Under Boiselle’s leadership, the Schmidt College of Medicine has enhanced its national reputation, experienced a three-fold growth in National Institute of Health research funding, expanded graduate medical education programs, achieved Liaison Committee on Medical Education (LCME) continuing accreditation for an eight-year term, experienced substantial growth of philanthropic support, established FAU Medicine,® the college’s first faculty clinical practice plan, and launched the Marcus Institute for Integrative Health at FAU Medicine.® A champion of equity and inclusion, Boiselle engaged in substantial community partnerships that addressed health concerns and needs of the most vulnerable community members. The Schmidt College also enhanced the diversity of its medical student and graduate student populations, with approximately one-third of all students now coming from backgrounds traditionally underrepresented in medicine and biomedical sciences.

A graduate of the Duke University School of Medicine, Boiselle was chief resident at Yale University followed by a fellowship at Massachusetts General Hospital. His clinical career has focused on thoracic imaging, an area in which he is recognized as an international expert. As director of thoracic imaging at Beth Israel Deaconess Medical Center/Harvard Medical School, he developed and led a nationally recognized section that was highly valued locally for its emphasis on quality and safety. He also was associate dean for academic and clinical affairs, professor of radiology and a Rabkin Fellow in Medical Education at Harvard Medical School.

Boiselle’s research career has been devoted primarily to multidisciplinary, translational research involving the role of non-invasive imaging for enhancing the diagnosis and care of patients with a variety of airway disorders. An NIH-funded investigator, his study of tracheal dynamics led to the recognition of tracheomalacia as a distinct phenotype of COPD with therapeutic implications.

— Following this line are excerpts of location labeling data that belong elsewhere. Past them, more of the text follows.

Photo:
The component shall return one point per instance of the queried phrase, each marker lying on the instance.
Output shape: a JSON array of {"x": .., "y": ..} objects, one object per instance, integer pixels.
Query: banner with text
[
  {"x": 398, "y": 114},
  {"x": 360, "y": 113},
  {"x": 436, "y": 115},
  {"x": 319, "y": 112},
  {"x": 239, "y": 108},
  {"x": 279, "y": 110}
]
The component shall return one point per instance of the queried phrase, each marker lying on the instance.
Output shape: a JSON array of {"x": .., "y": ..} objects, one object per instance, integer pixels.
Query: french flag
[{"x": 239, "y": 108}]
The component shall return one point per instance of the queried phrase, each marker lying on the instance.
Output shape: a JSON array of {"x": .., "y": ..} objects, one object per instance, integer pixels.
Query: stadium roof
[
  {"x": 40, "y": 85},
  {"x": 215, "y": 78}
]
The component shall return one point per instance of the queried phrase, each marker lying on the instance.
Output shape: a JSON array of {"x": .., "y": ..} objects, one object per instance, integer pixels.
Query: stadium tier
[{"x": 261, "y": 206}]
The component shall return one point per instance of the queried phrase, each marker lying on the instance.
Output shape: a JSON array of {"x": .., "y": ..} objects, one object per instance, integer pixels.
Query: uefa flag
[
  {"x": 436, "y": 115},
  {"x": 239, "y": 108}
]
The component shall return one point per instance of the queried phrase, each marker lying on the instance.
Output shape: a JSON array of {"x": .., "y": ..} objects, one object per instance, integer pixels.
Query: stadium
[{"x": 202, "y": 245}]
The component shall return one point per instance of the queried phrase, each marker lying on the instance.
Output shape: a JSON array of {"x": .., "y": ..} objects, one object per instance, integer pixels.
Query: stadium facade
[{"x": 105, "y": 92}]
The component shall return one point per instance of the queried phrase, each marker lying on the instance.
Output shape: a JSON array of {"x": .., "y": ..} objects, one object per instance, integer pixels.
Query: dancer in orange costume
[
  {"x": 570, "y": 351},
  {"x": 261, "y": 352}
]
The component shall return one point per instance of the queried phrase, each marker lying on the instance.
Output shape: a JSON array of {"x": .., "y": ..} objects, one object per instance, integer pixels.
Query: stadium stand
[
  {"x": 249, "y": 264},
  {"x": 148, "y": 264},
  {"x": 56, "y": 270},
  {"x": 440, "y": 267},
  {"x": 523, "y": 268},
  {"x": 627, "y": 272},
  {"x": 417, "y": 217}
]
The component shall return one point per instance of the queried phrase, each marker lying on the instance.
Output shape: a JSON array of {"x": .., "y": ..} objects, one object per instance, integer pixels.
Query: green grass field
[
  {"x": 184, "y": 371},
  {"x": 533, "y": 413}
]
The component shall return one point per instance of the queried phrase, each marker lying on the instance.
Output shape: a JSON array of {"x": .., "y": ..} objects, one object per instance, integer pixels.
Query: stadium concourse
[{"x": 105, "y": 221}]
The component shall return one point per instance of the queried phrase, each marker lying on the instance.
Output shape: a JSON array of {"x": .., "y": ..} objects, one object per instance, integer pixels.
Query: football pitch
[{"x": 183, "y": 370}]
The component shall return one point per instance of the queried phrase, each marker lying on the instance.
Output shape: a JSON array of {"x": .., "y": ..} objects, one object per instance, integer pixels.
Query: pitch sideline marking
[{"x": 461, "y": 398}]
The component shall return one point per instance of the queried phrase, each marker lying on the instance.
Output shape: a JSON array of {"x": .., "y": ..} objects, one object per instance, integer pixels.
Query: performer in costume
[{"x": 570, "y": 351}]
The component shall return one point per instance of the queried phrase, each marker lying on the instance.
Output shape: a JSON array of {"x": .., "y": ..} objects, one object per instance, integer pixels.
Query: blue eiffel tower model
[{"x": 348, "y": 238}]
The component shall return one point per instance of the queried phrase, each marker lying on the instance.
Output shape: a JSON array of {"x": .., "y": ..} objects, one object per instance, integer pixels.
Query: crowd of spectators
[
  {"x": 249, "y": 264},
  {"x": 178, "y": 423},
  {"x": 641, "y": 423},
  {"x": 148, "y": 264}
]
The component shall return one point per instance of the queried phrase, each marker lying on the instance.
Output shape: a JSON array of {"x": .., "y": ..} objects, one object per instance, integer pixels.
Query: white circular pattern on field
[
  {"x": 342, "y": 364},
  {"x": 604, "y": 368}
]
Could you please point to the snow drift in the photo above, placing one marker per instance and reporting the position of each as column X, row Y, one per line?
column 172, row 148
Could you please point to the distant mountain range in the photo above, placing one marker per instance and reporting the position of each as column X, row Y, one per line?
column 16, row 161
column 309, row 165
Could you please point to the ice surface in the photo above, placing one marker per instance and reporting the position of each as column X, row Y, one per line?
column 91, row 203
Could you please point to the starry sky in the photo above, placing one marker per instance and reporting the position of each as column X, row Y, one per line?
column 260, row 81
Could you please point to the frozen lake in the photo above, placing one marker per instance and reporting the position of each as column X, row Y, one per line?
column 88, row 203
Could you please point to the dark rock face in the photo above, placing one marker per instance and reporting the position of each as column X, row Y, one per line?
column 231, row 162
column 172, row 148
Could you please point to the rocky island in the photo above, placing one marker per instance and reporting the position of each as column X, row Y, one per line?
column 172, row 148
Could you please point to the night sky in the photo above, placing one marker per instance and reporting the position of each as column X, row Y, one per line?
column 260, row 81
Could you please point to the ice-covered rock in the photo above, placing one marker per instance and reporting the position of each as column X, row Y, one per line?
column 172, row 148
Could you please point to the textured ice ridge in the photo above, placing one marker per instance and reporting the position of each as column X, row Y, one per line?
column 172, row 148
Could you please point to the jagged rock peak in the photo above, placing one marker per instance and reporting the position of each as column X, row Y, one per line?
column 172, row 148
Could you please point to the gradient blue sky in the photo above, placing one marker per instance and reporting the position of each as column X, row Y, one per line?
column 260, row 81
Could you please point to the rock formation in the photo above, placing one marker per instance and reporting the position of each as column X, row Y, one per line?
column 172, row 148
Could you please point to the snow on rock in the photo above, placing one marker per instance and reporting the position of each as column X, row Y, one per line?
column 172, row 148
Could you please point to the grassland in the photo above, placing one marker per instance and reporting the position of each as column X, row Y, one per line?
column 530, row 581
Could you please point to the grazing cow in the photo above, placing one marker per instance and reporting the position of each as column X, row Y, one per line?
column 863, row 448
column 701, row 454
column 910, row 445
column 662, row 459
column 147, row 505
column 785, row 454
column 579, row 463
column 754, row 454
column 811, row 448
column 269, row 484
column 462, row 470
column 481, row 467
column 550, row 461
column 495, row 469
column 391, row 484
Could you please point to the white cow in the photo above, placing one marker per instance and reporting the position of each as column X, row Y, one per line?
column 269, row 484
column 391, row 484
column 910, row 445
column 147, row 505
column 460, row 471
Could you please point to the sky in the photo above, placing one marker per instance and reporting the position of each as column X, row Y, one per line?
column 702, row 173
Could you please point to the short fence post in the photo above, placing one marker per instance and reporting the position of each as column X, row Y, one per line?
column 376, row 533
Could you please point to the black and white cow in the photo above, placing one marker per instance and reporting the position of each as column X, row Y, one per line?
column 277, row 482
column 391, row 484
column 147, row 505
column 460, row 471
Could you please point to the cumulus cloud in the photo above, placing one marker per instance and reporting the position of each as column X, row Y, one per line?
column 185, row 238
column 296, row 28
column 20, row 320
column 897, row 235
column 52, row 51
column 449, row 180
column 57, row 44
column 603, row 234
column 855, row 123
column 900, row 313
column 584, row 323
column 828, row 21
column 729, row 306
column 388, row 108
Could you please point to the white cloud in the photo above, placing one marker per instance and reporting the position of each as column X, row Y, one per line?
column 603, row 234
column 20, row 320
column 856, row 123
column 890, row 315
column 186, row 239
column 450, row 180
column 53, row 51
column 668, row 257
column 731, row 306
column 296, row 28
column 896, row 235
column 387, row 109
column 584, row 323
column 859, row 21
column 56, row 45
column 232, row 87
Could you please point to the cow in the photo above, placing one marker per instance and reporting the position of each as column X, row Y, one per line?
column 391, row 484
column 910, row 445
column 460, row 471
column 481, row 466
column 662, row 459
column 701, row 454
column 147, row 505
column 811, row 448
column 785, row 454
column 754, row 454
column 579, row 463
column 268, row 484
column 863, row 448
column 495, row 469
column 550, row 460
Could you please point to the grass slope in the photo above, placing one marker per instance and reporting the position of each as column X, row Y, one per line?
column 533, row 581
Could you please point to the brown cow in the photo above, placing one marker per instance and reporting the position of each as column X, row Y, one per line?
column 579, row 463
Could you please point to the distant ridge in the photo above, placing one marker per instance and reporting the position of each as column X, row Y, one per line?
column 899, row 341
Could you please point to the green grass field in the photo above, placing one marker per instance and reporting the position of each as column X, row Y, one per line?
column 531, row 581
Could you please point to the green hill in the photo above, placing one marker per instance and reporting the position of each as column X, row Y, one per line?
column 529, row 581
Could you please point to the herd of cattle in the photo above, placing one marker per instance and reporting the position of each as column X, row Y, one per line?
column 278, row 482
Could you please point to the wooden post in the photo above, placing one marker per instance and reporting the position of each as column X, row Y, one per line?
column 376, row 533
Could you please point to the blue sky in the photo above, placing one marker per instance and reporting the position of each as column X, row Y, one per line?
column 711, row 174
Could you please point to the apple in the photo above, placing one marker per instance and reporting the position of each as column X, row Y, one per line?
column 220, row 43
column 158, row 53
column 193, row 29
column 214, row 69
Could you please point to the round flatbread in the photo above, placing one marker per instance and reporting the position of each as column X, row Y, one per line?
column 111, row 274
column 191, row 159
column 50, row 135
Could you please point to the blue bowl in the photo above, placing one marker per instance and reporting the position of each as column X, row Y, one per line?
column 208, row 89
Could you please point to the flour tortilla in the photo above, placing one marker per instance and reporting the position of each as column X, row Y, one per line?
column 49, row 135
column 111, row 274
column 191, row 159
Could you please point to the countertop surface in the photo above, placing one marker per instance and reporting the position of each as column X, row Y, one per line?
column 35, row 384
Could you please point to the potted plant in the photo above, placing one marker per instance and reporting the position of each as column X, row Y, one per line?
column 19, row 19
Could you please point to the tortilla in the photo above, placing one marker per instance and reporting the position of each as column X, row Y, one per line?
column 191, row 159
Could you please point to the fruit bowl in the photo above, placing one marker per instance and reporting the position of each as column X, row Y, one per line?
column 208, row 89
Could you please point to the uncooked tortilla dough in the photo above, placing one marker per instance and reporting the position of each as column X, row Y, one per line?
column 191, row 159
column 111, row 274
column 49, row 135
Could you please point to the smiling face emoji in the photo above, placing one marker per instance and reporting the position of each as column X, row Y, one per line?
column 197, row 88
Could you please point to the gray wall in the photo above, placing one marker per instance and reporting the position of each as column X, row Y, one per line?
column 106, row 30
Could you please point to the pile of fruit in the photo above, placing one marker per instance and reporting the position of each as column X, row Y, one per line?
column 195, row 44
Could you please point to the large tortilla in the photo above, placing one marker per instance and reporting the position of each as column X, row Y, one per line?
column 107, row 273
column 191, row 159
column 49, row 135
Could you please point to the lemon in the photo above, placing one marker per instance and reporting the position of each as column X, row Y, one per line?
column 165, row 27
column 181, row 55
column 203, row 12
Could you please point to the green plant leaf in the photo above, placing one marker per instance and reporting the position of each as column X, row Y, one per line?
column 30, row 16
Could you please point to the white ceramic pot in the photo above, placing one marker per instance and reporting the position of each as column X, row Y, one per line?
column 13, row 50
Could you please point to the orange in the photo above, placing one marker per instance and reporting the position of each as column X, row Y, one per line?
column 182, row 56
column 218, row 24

He also has served as an investigator for the NCI-funded National Lung Screening Trial, a randomized control trial that was the first to demonstrate the ability of CT screening to reduce lung cancer mortality, advocating nationally for the implementation of high-quality lung cancer screening in community and academic settings. Boiselle’s scholarly publications include more than 250 original research articles, review articles, editorials, book chapters and books. He served as editor-in-chief of the Journal of Thoracic Imaging from 2009-18.

Boiselle has held a variety of local, regional and national educational leadership roles, including director of preclinical radiology education, radiology residency program co-director, thoracic imaging fellowship director, president of the New England Roentgen Ray Society, and president of the Society of Thoracic Radiology, among others.